In both cases, I don’t think the weekly “Tales from the Service” episodes are the right place to do these things – after all, our primary responsibility is to the permanent audience, for whom these requests would be unnecessary and perhaps unwelcome. That being said, these requests have come in with sufficient numbers that Nojus and I are working on ways to satisfy them without compromising the usual episodes. 


“You sure about this, Tommy?” The guard at the brig checkpoint passed his security wand over Thomas Nyilvas's shipboard fatigues and the bundle under his arm several times, though Thomas knew the device only needed one sweep. “The captain was in there for four hours and didn’t get anything out of that witch except epithets and a near-miss from a nano-fabbed dart.” 

Thomas nodded. “This is something I need to do, Sergeant. I’ll be safe.” 

“Your business, padre.” The guard stowed his wand. “Cell ten.” 

Thomas nodded and went through the checkpoint, turning into the higher-security cell block where he knew he would find the ship’s lone prisoner. As soon as he was around the corner, he unfurled the bundle under his arm and shrugged on his white synth-silk cassock. The ship’s imposing chief of marines had failed to make an impression on the prisoner, and the skipper’s very different method of persuasion had similarly elicited only a few arrogant jabs. Thomas prayed he would have better results. 

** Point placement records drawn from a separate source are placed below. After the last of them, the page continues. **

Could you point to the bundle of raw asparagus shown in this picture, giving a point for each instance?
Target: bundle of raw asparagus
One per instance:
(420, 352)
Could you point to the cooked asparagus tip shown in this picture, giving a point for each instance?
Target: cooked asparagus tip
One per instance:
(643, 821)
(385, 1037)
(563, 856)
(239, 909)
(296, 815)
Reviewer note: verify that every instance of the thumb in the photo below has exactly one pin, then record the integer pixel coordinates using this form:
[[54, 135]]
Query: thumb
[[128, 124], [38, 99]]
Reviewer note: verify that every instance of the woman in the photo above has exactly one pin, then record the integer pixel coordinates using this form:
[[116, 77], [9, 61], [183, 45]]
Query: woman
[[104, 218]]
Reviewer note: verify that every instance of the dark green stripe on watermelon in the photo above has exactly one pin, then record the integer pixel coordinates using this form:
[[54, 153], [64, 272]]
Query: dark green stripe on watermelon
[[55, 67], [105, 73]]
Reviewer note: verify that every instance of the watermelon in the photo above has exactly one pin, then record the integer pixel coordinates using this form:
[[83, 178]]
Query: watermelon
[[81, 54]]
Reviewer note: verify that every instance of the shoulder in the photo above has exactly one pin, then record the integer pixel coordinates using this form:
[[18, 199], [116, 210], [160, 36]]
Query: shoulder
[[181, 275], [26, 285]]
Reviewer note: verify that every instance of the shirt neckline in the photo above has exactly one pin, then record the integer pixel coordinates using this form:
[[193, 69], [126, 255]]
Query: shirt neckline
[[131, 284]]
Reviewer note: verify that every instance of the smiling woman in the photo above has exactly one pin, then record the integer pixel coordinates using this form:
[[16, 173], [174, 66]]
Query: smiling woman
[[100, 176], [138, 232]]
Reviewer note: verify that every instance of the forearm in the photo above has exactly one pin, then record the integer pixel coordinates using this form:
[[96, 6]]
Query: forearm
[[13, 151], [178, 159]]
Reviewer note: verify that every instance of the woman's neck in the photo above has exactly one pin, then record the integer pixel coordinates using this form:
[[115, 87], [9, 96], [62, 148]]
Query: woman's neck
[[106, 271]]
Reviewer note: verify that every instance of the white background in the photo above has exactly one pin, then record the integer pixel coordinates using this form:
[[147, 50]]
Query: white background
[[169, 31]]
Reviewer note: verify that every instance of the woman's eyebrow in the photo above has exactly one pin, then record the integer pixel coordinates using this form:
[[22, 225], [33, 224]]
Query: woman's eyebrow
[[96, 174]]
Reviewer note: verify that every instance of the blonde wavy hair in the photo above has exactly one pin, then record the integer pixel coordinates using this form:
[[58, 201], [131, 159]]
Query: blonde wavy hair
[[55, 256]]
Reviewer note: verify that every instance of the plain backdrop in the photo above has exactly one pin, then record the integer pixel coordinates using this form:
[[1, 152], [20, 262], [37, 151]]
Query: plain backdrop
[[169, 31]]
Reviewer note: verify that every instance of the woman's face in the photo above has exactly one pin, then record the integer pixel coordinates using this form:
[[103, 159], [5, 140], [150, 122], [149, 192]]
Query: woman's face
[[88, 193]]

The cell’s gravitic-shear door barrier hummed invisibly as Thomas approached, and the prisoner lounging inside on the narrow wall-mounted cot barely glanced at him. Physically, Ayaka Rowlins looked like the last thing that might threaten the ship – forty kilos of bony, awkward frame topped by a plain moon-face and a shock of haphazardly-cut black hair should not have been able to harm a Navy patrol cruiser. Still, Thomas knew she was more than she seemed; the crescent of blinking LEDs on her left temple hinted at the massive body-modifications she had undergone in an Incarnation med-lab. 

According to the datasphere bio her genetic print had called up, Rowlins was one of the Reach’s hordes of economically homeless young people, who’d come of age with unmarketable skills, if any at all. Following promises of a better future, most of them struck out for the Frontiers alone, or in groups. The file on this particular case went cold in 2945, shortly after she had become associated with a known Ladeonist radical on Maribel. She had vanished without a trace – until someone had caught her setting demolition charges around vital parts of Xavior Vitali’s phased-matter condenser, flesh and mind corrupted by Incarnation hardware.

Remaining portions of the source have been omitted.